Victoire DOUTRELEAU (French, born 1934)
Victoire DOUTRELEAU, also called only Victoire, née Jeanne DEVIS is a French model, born in 1934, muse of the couturier Christian DIOR in the mid-1950s and then of Yves SAINT LAURENT.
Born Jeanne DEVIS, she doesn't know her father. At the age of sixteen, she took drawing lessons, wishing to enter Arts-Déco school; at the same time, she posed for Louis TOUCHAGUES. When friends encourage her to model, she asks TOUCHAGUES for advice, who, enthusiastic, sends her to meet influential Michel de BRUNHOFF to get a letter of recommendation.
In the spring of 1953, without even reading Michel de BRUNHOFF's letter, Christian DIOR immediately hired Jeanne: she began her career around the age of eighteen in the couturier's cabin. He renamed her "Victoire" ("Victory"). She is small, for a model, has an hourglass figure, but elegant and sensual, "a mixture of insolence and classicism", she upsets the usual codes of haute couture. Far from the standards of the time in terms of modeling, much younger than her colleagues, her arrival in the house is however very little appreciated.
During these years, she went out assiduously in the evenings, notably at the "Bœuf sur le toit" as well as other places of the Parisian nightlife, accompanied by Yves SAINT LAURENT and Karl LAGERFELD, with whom she also went on vacation. “If I had married, I would have married Victoire” once said SAINT LAURENT, who had a very intimate “platonic” relationship with his model.
In 1954, DIOR created the “H” line - called Busty Look by the Anglo-Saxon press - on Victoire. Victoire evolves within the fashion house until becoming a "star model", getting interest from the sales of the dresses she presents.
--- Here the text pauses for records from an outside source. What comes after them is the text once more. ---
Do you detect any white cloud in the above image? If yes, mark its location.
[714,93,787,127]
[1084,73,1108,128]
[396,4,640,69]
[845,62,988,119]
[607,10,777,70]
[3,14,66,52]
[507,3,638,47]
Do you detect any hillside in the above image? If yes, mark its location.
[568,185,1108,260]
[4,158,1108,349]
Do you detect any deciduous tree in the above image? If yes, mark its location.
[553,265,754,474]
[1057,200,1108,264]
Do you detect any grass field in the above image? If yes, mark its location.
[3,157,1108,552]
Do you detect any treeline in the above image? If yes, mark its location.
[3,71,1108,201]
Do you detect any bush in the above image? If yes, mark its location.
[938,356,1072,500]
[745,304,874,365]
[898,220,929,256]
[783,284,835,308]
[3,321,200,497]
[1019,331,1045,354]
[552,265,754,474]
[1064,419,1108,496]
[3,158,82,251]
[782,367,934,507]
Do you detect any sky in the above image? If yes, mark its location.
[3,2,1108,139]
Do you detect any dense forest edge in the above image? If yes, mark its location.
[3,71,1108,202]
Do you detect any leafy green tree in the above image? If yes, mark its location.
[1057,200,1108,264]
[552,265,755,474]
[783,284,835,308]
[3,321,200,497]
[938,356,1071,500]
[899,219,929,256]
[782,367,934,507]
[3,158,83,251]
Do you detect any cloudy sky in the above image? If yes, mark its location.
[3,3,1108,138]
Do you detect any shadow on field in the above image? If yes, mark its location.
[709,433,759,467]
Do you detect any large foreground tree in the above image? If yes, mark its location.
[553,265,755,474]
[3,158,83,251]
But with a few exceptions, after the first collection she presented at a fashion show, the enmity in the house and with customers is strong: most of the other models do not speak to her, the criticisms are numerous. However, the couturier persisted and imposed Victoire for a second collection.
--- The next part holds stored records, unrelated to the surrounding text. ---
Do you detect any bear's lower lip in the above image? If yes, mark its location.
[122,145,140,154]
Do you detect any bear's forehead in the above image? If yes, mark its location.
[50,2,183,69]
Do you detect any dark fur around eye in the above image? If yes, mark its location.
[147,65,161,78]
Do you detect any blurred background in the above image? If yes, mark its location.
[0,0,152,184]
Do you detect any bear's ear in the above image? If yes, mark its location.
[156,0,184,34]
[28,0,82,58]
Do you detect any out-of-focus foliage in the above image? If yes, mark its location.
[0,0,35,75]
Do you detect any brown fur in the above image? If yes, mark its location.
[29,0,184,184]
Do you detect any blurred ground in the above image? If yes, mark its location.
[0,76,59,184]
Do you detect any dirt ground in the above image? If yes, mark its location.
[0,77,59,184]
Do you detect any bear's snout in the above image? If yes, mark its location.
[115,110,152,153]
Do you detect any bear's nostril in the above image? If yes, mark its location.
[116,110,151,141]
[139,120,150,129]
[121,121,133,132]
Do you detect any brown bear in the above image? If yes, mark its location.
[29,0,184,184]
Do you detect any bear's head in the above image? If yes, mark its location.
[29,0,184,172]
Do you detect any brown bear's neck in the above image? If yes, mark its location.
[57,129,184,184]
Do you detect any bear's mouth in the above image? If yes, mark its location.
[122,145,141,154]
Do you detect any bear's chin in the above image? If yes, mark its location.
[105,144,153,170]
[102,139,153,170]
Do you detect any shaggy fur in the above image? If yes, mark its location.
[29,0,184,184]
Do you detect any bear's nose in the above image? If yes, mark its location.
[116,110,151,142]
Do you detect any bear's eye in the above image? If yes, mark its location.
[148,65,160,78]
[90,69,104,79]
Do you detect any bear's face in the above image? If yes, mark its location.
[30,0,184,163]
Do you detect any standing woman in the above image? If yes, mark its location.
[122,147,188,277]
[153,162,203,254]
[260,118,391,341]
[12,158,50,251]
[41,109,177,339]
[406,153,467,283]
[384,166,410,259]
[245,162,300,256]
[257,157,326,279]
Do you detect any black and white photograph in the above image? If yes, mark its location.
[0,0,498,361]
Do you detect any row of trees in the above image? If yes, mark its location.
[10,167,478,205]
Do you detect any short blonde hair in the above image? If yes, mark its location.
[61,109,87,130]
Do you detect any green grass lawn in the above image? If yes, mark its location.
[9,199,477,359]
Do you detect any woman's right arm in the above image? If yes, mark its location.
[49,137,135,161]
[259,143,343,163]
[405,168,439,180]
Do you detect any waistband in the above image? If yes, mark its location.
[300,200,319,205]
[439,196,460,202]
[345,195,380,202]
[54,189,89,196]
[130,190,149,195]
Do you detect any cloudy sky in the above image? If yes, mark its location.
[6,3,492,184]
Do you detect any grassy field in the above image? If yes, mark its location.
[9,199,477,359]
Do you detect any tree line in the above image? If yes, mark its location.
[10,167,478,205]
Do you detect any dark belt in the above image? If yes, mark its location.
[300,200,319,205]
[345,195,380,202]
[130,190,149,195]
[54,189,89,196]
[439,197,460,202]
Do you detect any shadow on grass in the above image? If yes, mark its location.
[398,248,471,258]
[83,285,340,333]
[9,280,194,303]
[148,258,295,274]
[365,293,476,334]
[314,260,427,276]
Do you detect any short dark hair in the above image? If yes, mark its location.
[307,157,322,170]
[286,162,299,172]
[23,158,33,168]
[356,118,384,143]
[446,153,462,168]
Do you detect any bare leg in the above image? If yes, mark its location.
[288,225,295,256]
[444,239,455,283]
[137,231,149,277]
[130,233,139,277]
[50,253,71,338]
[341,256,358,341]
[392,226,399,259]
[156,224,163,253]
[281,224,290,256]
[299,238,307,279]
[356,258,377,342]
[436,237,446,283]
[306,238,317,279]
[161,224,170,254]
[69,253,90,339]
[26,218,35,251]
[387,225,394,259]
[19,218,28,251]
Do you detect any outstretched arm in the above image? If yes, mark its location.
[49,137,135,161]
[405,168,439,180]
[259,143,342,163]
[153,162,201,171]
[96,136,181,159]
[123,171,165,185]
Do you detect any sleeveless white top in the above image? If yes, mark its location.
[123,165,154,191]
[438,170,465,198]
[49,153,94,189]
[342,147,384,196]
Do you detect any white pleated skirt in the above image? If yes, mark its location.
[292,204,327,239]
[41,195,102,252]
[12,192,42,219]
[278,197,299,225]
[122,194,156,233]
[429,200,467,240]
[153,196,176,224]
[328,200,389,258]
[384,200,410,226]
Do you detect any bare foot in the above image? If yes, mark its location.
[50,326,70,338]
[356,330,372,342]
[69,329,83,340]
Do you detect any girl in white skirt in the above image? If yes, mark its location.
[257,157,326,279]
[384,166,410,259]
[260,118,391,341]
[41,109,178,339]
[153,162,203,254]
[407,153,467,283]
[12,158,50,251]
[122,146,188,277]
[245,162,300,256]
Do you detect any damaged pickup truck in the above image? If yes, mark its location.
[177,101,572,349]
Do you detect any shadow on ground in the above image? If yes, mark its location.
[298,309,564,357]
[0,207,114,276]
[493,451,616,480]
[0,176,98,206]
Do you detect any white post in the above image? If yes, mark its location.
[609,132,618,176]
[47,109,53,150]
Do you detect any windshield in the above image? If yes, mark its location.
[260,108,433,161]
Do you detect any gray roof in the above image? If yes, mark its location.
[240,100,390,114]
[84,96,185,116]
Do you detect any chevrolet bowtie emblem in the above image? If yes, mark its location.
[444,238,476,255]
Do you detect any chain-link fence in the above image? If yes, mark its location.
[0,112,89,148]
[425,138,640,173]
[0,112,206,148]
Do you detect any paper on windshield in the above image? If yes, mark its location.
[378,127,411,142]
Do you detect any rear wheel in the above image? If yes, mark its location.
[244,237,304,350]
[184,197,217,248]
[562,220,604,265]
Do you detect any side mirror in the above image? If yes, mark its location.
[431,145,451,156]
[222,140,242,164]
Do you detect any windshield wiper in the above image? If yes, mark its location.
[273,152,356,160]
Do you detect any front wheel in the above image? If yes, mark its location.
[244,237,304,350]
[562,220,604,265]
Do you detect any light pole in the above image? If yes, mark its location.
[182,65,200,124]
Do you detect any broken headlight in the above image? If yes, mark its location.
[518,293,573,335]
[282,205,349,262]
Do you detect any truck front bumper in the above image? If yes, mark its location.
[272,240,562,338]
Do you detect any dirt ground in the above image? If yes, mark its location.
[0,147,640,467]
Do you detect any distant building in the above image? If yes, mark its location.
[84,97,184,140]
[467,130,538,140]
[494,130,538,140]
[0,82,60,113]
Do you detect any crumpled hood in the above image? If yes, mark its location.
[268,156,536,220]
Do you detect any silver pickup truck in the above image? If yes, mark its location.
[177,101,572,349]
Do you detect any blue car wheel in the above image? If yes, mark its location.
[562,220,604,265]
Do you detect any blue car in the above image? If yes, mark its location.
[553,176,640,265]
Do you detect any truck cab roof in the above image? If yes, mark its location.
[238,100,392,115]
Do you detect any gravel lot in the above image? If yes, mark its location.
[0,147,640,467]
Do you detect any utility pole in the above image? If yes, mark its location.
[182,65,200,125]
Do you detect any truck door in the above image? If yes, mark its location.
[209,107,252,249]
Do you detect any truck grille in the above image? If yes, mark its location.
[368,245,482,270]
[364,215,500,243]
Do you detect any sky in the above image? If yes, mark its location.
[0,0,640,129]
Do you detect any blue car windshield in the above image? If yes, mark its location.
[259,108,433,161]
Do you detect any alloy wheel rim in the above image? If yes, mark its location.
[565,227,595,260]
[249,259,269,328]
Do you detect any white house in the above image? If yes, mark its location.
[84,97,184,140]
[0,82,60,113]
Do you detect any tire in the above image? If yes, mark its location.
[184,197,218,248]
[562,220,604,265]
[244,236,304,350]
After the death of Christian DIOR, Yves SAINT LAURENT, who arrived in 1955 as a simple model maker, took over the haute couture of the house; he presented his “Trapèze” line on January 15, 1958 and was on the cover of the March issue of Paris Match with Victoire in a wedding dress, photographed by Willy RIZZO. Later, it is for her marriage to Roger THEROND that she wears a wedding dress from the same collection.
Victoire left the profession shortly after SAINT LAURENT left the Dior house. Yves SAINT LAURENT called her back some time later and she participated in the creation of the couturier's new house. Some time later, she became "director of salons" and responsible for recruiting models. She accompanies him for a few years after the creation of his house in 1962. The accomplice trio formed by Bergé, with whom she has a relationship that she describes as "very sexual" for three years, Saint Laurent and Victoire ends at the time of the spring-summer 1963 collection.
Victoire then embarked on her own children's ready-to-wear creations, advised by Karl LAGERFELD and helped by Évelyne PROUVOST. She divorced, then took the name DOUTRELEAU in the early 1970s following her marriage to the painter Pierre DOUTRELEAU, with whom she had two children.